IEEE Trans Nanobioscience. 2019 Jul;18(3):324-334. doi: 10.1109/TNB.2019.2909094. Epub 2019 Apr 4.
Serendipitous drug usage refers to the unexpected relief of comorbid diseases or symptoms when taking medication for a different known indication. Historically, serendipity has contributed significantly to identifying many new drug indications. If patient-reported serendipitous drug usage in social media could be computationally identified, it could help generate and validate drug-repositioning hypotheses. We investigated deep neural network models for mining serendipitous drug usage from social media. We used the word2vec algorithm to construct word-embedding features from drug reviews posted in a WebMD patient forum. We adapted and redesigned the convolutional neural network, long short-term memory network, and convolutional long short-term memory network by adding contextual information extracted from drug-review posts, information-filtering tools, medical ontology, and medical knowledge. We trained, tuned, and evaluated our models with a gold-standard dataset of 15714 sentences (447 [2.8%] describing serendipitous drug usage). Additionally, we compared our deep neural networks to support vector machine, random forest, and AdaBoost.M1 algorithms. Context information helped to reduce the false-positive rate of deep neural network models. If we used an extremely imbalanced dataset with limited instances of serendipitous drug usage, deep neural network models did not outperform other machine-learning models with n-gram and context features. However, deep neural network models could more effectively use word embedding in feature construction, an advantage that makes them worthy of further investigation. Finally, we implemented natural-language processing and machine-learning methods in a web-based application to help scientists and software developers mine social media for serendipitous drug usage.

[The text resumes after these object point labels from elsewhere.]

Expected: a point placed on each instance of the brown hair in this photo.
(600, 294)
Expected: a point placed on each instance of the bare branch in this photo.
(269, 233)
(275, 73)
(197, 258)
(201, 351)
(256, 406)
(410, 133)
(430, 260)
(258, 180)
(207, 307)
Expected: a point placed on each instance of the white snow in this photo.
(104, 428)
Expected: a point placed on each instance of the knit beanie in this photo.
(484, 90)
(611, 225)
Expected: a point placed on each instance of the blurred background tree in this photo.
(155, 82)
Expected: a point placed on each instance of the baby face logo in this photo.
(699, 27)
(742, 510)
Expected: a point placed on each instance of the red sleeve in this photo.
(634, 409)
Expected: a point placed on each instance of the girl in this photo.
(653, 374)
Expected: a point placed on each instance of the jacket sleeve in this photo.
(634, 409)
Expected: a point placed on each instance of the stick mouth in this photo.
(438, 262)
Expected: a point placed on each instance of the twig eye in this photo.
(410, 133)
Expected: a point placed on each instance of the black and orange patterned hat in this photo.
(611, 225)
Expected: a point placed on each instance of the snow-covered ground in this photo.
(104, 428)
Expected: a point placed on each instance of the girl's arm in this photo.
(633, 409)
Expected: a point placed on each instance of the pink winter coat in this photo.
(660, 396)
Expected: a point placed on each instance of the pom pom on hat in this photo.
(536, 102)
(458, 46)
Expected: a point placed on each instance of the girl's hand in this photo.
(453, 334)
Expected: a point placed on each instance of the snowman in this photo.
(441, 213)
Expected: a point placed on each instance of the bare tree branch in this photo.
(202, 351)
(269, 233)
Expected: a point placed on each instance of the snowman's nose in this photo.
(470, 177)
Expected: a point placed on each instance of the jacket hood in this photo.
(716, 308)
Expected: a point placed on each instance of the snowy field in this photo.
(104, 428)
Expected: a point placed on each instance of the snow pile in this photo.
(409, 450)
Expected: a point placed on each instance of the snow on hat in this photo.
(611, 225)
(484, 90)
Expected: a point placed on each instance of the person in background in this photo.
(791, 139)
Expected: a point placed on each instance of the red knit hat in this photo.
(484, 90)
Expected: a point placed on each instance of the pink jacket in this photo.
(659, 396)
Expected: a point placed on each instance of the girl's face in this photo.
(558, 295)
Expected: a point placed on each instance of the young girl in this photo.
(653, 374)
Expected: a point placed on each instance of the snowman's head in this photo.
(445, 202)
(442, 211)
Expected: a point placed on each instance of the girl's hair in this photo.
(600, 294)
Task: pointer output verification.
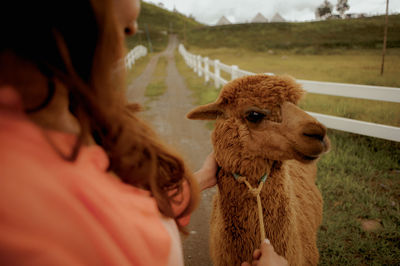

偶然药物使用是指在使用药物治疗已知的其他适应症时,意外缓解了共病或症状。历史上,偶然发现对确定许多新的药物适应症有很大的贡献。如果可以通过计算从社交媒体中识别出患者报告的偶然药物使用情况,那么这可能有助于生成和验证药物重新定位假说。我们研究了用于从社交媒体中挖掘偶然药物使用情况的深度神经网络模型。我们使用 word2vec 算法从 WebMD 患者论坛中发布的药物评论中构建词嵌入特征。我们通过添加从药物评论帖子中提取的上下文信息、信息过滤工具、医学本体和医学知识,对卷积神经网络、长短期记忆网络和卷积长短期记忆网络进行了改编和重新设计。我们使用包含 15714 条句子的黄金标准数据集(447 [2.8%]条描述偶然药物使用情况)对我们的模型进行了训练、调整和评估。此外,我们还将我们的深度神经网络与支持向量机、随机森林和 AdaBoost.M1 算法进行了比较。上下文信息有助于降低深度神经网络模型的假阳性率。如果我们使用的是具有有限偶然药物使用实例的严重不平衡数据集,那么深度神经网络模型并不优于具有 n 元组和上下文特征的其他机器学习模型。但是,深度神经网络模型可以更有效地在特征构建中使用词嵌入,这一优势使其值得进一步研究。最后,我们在一个基于 Web 的应用程序中实现了自然语言处理和机器学习方法,以帮助科学家和软件开发人员从社交媒体中挖掘偶然药物使用情况。